The example below shows how to finetune the `ByT5-Large` model on the XNLI
zeroshot task.

```
export PROJECT=yourproject
export ZONE=yourzone
export BUCKET=yourbucket
export TPU=yourtpu

ctpu up --name=$TPU --project=$PROJECT --zone=$ZONE --tpu-size=v3-256 --tpu-only --noconf

TASK=byt5_xnli_zeroshot
PRETRAINED_DIR=gs://t5-data/pretrained_models/byt5/large
PRETRAINED_STEPS=1000000
FINETUNE_STEPS=262144
MODEL_DIR="${BUCKET}${TASK}"

# Run fine-tuning
python -m t5.models.mesh_transformer_main \
--tpu="${TPU}" \
--gcp_project="${PROJECT}" \
--tpu_zone="${ZONE}" \
--model_dir="${MODEL_DIR}" \
--gin_file="${PRETRAINED_DIR}/operative_config.gin" \
--gin_param="utils.tpu_mesh_shape.tpu_topology = 'v3-256'" \
--gin_param="MIXTURE_NAME = '${TASK}'" \
--gin_param="utils.run.train_steps=$((PRETRAINED_STEPS+FINETUNE_STEPS))" \
--gin_param="utils.run.init_checkpoint='${PRETRAINED_DIR}/model.ckpt-${PRETRAINED_STEPS}'" \
--t5_tfds_data_dir="${BUCKET}/t5-tfds" \
--module_import="byt5.tasks"
--gin_param="utils.run.batch_size = ('tokens_per_batch', 1048576)" \
--gin_param="utils.run.sequence_length = {'inputs': 2048, 'targets': 56}"
--eval_gin_param="Bitransformer.decode.max_decode_length = 56" \
```

The remaining experiments are shown in the [tasks.py](byt5/tasks.py) file.

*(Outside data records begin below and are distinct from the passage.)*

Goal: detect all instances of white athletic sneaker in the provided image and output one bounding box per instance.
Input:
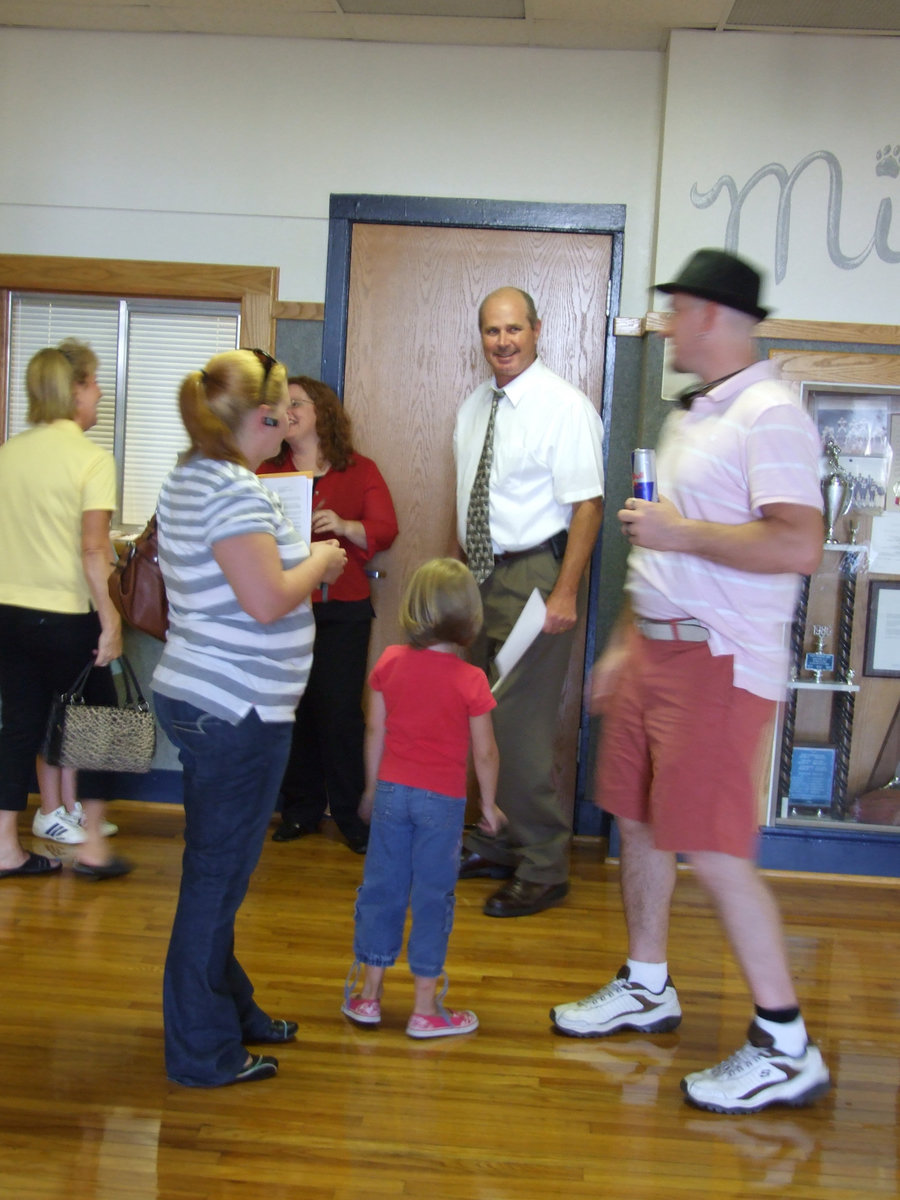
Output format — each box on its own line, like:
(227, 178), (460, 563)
(31, 804), (88, 846)
(682, 1021), (832, 1112)
(72, 800), (119, 838)
(550, 967), (682, 1038)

## Released Model Checkpoints

We have released the following checkpoints for pre-trained models described in
our [paper][paper]:

* **ByT5-Small** (300 million parameters): [gs://t5-data/pretrained_models/byt5/small](https://console.cloud.google.com/storage/browser/t5-data/pretrained_models/byt5/small/)
* **ByT5-Base** (580 million parameters): [gs://t5-data/pretrained_models/byt5/base](https://console.cloud.google.com/storage/browser/t5-data/pretrained_models/byt5/base/)
* **ByT5-Large** (1.2 billion parameters): [gs://t5-data/pretrained_models/byt5/large](https://console.cloud.google.com/storage/browser/t5-data/pretrained_models/byt5/large/)
* **ByT5-XL** (3.7 billion parameters): [gs://t5-data/pretrained_models/byt5/xl](https://console.cloud.google.com/storage/browser/t5-data/pretrained_models/byt5/xl/)
* **ByT5-XXL** (13 billion parameters): [gs://t5-data/pretrained_models/byt5/xxl](https://console.cloud.google.com/storage/browser/t5-data/pretrained_models/byt5/xxl/)

# How to Cite

If you extend or use this work, please cite the [paper][paper] where it was
introduced:

```
@misc{xue2021byt5,
title={ByT5: Towards a token-free future with pre-trained byte-to-byte models},
author={Linting Xue and Aditya Barua and Noah Constant and Rami Al-Rfou and Sharan Narang and Mihir Kale and Adam Roberts and Colin Raffel},
year={2021},
eprint={2105.13626},
archivePrefix={arXiv},
primaryClass={cs.CL}
}
```

[paper]: https://arxiv.org/abs/2105.13626

This is not an officially supported Google product.